The company opened for business over Thanksgiving weekend in 2010. Father and son duo, Jaime and Jim Dietenhofer opened the brewery in a converted warehouse in Buellton, California, that housed the company's brewing operations and a small taproom. Jason Courtney served as the company's first brewmaster. The company, drawing inspiration from the surrounding landscape, named itself after the local Figueroa Mountain and named its beers for characteristics of the surrounding region.

In 2013, the company opened its first expansion with a second taproom in Santa Barbara, California. Further expansions followed with taprooms in Los Olivos, California, and Santa Maria, California, in 2014 and Arroyo Grande, California, and Westlake Village, California, in 2015.

By 2017, the company claimed to be brewing beer "around the clock — 22 and a half hours every day — to keep up with demand."

In 2019, the company announced a collaboration with Dean Norris related to his portrayal of the fictional character Hank Schrader in the popular television series Breaking Bad.

By the end of 2019, the company was reportedly producing 23,145 barrels of beer annually and expected to produce up to 27,000 barrels by 2022. On October 5, 2020, however, the company announced that it had filed for Chapter 11 bankruptcy, citing the challenges of the COVID-19 pandemic and that it intended to reorganize and continue operating the business post-bankruptcy. As of June 2022, the company remains in bankruptcy.

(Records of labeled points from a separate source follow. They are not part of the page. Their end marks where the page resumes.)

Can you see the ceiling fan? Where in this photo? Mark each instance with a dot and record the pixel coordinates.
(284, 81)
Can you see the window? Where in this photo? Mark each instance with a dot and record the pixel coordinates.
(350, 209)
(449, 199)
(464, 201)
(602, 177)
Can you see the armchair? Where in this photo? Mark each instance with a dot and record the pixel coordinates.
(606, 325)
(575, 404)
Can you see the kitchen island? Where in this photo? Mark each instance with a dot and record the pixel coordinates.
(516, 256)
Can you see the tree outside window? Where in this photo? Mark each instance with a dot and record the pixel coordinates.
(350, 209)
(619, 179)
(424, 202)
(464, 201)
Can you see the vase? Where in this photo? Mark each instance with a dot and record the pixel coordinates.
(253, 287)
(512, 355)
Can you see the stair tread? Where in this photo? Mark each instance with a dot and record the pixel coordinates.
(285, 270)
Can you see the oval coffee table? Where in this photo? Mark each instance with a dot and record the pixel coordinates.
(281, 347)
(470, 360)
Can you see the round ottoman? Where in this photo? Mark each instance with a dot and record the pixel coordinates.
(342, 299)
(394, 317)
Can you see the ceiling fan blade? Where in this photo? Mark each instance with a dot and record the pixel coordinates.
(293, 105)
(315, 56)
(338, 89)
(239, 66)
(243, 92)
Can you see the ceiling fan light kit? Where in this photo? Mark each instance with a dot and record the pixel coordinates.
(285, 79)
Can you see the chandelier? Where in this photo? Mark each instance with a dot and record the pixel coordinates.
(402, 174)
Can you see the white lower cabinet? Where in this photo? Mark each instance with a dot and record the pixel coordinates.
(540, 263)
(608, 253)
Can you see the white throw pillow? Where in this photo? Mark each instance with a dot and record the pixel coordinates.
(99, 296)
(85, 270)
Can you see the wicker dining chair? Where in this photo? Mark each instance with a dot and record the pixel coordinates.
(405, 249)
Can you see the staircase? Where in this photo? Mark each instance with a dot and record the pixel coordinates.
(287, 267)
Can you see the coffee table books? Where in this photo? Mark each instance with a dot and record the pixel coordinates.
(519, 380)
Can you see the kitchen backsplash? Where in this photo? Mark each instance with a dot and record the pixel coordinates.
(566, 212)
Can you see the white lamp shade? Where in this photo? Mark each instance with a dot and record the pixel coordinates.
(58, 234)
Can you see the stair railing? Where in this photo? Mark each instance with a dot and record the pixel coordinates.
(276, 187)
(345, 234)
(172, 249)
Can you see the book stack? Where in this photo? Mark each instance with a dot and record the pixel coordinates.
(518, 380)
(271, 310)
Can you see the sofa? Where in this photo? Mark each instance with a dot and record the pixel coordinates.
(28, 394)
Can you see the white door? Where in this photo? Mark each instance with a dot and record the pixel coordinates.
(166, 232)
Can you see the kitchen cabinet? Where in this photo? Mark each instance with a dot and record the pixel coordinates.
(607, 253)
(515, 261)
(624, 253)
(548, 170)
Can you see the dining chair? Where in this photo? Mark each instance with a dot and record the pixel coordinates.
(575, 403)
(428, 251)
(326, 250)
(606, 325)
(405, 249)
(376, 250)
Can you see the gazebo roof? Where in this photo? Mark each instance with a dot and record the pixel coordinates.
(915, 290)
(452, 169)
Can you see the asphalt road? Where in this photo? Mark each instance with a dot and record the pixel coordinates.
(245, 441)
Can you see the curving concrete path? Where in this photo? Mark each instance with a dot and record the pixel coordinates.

In June 2022, the company announced that it was acquiring new taprooms in West Los Angeles, Westwood, Echo Park, and Sherman Oaks.

==Products==
The company has launched dozens of beers spanning a wide range of styles. As of April 2021, the company's most popular beers include:

- Danish Red Lager
- Davy Brown Ale
- Hoppy Poppy IPA
- Hurricane Deck DIPA
- Lizard's Mouth IIPA
- Paradise Road Pilsner
- Stagecoach Stout

The company had received a number of awards for its beers, including a gold medal at the 2014 Great American Beer Festival, the world's largest commercial beer competition for U.S. beers.